While drug prices keep climbing, states like Arkansas target the only actors with the power to curb them: Pharmacy Benefit Managers (PBMs). But by passing laws like Act 624, legislators risk doing the opposite of what they promise: increasing costs, reducing access, and leaving patients unprotected.
PBMs have become a convenient scapegoat in the drug pricing story. The narrative claims PBMs, which negotiate drug prices with pharmaceutical companies on behalf of consumers, are to blame for high prices. PBMs’ critics allege they act as greedy middlemen, driving up access costs.
The opposite is true. In reality, PBMs prevent drug prices becoming even more unaffordable for patients. They negotiate directly with manufacturers on behalf of insurers and employers, leveraging the volume of millions of covered patients to secure discounts and manage lists of reimbursed drugs.
Contrary to the narrative their enemies push, PBMs do not set prices. Instead, they negotiate them down. They do so with slim profit margins, averaging around 2%, far below the margins of pharmaceutical companies or large S&P 500 companies, which hover around 12%.
From an economic perspective, PBMs operate with a vertically integrated model, meaning they are present at different stages of the value chain, from negotiating with manufacturers to distribution through their own pharmacies. Some anti-PBM policies – such as Act 624 in Arkansas, which is due to take effect in January 2026 – originate from concerns about this structure, such as PBMs owning pharmacies. Those concerns are misplaced. PBMs owning pharmacies does not undermine competition. In fact, it can increase efficiency, ensure stable supply, and reduce costs for patients.
For example, mail-order pharmacies, sometimes managed by PBMs like CVS Caremark, are essential for seniors and chronic patients. Integrating different stages of the chain does not mean excluding competition, but rather offering more predictability and scale in a fragmented and highly regulated market. Without PBM-owned CVS, states like Arkansas would suffer serious accessibility issues, as has happened elsewhere. After all, if patients can’t access the drugs they need at all, then pricing becomes a secondary issue.
Naturally, the scale and efficiency of these intermediaries pose a challenge for independent pharmacies. But instead of focusing on differentiation or innovation to compete, politicians too often prefer to mobilize legislative and legal powers to reshape the rules of the game in their favor, attempting to eliminate competition through legislation.

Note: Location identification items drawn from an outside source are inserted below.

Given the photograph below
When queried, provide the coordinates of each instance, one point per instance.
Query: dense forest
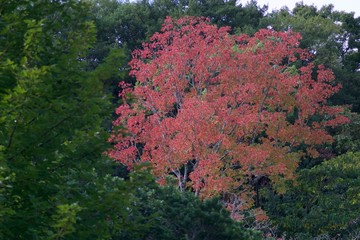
(178, 119)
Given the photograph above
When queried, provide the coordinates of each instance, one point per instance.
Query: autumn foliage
(215, 110)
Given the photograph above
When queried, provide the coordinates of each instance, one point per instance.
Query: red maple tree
(215, 110)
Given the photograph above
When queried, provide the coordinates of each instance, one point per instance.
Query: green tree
(51, 122)
(325, 201)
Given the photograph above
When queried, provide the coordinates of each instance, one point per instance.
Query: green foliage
(184, 216)
(325, 201)
(52, 114)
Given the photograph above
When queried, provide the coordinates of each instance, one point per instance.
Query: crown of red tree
(213, 109)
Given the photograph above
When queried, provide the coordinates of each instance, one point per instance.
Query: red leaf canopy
(213, 109)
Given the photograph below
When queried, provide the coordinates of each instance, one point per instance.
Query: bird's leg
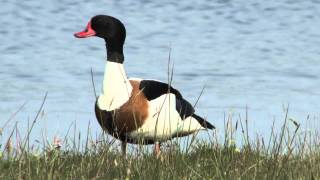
(124, 148)
(157, 149)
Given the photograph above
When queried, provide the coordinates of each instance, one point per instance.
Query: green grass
(288, 154)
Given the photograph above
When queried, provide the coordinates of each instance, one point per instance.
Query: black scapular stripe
(154, 89)
(203, 122)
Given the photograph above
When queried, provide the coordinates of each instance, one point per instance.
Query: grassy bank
(288, 154)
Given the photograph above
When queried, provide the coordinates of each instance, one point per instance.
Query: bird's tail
(203, 122)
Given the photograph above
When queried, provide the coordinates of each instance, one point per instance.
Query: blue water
(263, 55)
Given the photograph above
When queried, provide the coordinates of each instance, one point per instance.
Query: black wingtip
(203, 122)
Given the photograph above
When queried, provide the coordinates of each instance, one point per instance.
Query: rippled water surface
(263, 55)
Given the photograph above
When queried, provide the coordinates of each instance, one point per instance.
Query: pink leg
(157, 149)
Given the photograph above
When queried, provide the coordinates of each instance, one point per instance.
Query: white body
(163, 120)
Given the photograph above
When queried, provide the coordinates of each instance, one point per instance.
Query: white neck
(116, 87)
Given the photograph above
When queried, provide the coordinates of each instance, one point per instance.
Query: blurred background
(260, 55)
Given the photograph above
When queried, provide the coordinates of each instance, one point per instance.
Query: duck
(135, 110)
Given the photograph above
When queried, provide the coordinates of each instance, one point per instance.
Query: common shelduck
(134, 110)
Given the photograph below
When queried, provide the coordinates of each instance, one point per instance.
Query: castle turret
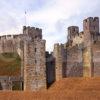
(91, 30)
(72, 32)
(33, 32)
(34, 60)
(60, 61)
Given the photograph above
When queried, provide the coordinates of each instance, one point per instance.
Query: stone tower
(91, 31)
(34, 60)
(72, 32)
(60, 61)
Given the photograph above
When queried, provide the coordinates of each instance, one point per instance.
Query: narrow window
(35, 49)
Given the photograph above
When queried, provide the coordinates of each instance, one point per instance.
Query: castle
(78, 57)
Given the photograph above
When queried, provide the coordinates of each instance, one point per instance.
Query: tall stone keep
(34, 60)
(60, 61)
(72, 32)
(91, 31)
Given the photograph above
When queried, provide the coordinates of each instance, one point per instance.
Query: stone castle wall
(83, 50)
(60, 61)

The existence of PBMs has become an inconvenience for three powerful forces: pharmaceutical companies, which lose control over the prices they want to charge; independent pharmacies, which prefer to eliminate competition through legislation; and political leaders like Governor Sarah Sanders in Arkansas, who find an easy scapegoat in PBMs.

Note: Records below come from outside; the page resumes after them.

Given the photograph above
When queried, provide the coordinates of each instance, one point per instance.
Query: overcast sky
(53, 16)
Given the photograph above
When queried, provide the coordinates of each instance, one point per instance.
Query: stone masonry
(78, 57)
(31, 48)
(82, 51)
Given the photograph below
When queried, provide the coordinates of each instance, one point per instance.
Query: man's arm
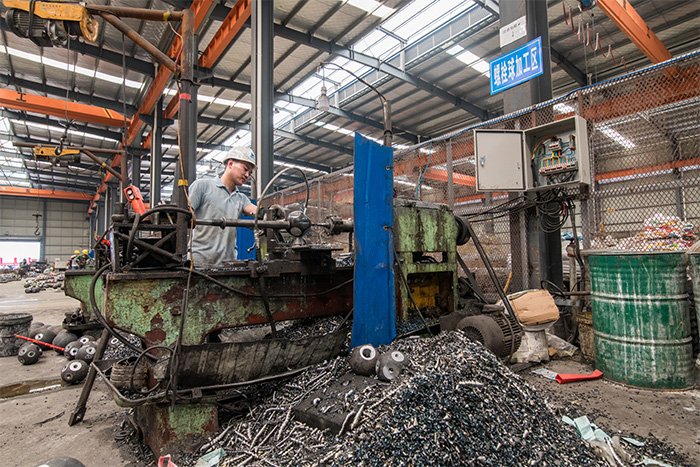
(250, 210)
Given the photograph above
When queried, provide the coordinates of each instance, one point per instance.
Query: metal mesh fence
(644, 141)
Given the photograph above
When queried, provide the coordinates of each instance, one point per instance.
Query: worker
(214, 198)
(73, 260)
(82, 259)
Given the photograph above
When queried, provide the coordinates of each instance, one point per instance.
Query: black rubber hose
(102, 320)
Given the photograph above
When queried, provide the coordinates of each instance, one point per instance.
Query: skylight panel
(289, 106)
(4, 125)
(468, 58)
(77, 69)
(310, 87)
(372, 6)
(426, 20)
(378, 44)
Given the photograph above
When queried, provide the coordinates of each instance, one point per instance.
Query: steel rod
(187, 127)
(101, 163)
(139, 13)
(81, 148)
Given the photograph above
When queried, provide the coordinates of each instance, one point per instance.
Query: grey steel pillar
(136, 170)
(542, 250)
(156, 154)
(262, 90)
(42, 238)
(538, 89)
(188, 126)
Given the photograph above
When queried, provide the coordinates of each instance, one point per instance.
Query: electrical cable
(420, 180)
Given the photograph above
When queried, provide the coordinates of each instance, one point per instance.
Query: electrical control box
(547, 156)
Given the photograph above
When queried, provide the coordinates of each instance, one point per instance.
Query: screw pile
(456, 405)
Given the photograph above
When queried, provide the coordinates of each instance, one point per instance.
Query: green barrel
(694, 264)
(641, 321)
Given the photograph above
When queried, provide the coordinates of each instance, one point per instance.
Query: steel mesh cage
(644, 141)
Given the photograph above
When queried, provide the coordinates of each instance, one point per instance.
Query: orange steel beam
(231, 26)
(441, 176)
(201, 9)
(60, 108)
(50, 194)
(628, 20)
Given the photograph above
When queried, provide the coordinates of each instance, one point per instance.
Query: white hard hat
(239, 153)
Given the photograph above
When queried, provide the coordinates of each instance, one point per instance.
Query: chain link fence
(644, 140)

The collective pressure from these actors was so strong that, in Arkansas, it culminated in Act 624. This new law, which Gov. Sanders enthusiastically supports, prohibits PBMs from owning pharmacies in the state. This is despite there being no evidence that PBMs have engaged in market abuse, a lack of justification that led federal judge Brian Miller to issue a preliminary injunction.
This is a serious example of coercive state intervention in the private sector. There are no judicial convictions or evidence of anti-competitive practices, yet the state imposes a forced restructuring of private activity. History shows this type of intervention will not protect patients. On the contrary: in rural areas, it could force the closure of the only existing pharmacies. For chronic patients, it could cut access to specialized medications, treatments which are predominantly dispensed through PBM-affiliated specialty pharmacies, which account for around two thirds of all specialty drug revenue in the U.S.

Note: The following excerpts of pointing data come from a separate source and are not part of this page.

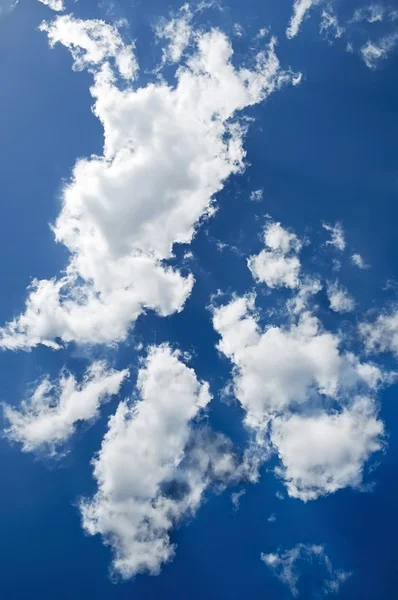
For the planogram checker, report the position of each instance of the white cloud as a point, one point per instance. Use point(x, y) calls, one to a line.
point(284, 566)
point(340, 300)
point(381, 335)
point(281, 367)
point(91, 43)
point(373, 52)
point(167, 152)
point(300, 302)
point(359, 262)
point(48, 418)
point(154, 465)
point(322, 453)
point(329, 26)
point(178, 32)
point(257, 195)
point(337, 236)
point(274, 267)
point(301, 9)
point(57, 5)
point(372, 14)
point(7, 6)
point(235, 499)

There is a clear attempt to shift the focus. Drug pricing is a knotty and difficult issue. Truly solving it would require widespread and perhaps unpalatable reforms to Medicaid. Instead, it is politically convenient to lean into the anti-PBM narrative. Meanwhile, pharmaceutical companies continue to benefit from prolonged monopolies through practices like “patent thickets” or “pay-for-delay” agreements, which delay the entry of generics into the market and keep prices artificially high.
Intermediaries like PBMs are not the villains. They have been essential in ensuring innovative drugs like Keytruda, an immunotherapy used to treat various cancers, and Zolgensma, a gene therapy for a rare and often fatal neuromuscular disease in infants, are available in the United States years before they reach Europe, where prices are state-regulated but access is slower and more uneven. This contrast makes clear rigid government regulation risks delaying life-saving treatments.
State legislators should not legislate based on ideological perceptions and corporate pressures, especially when there is no evidence of specific abuses. Act 624 in Arkansas is currently blocked by a federal injunction, raising doubts about its constitutionality and potential interference with federal programs like TRICARE. The focus should be on the best interests of the individual regarding access, savings, and efficiency.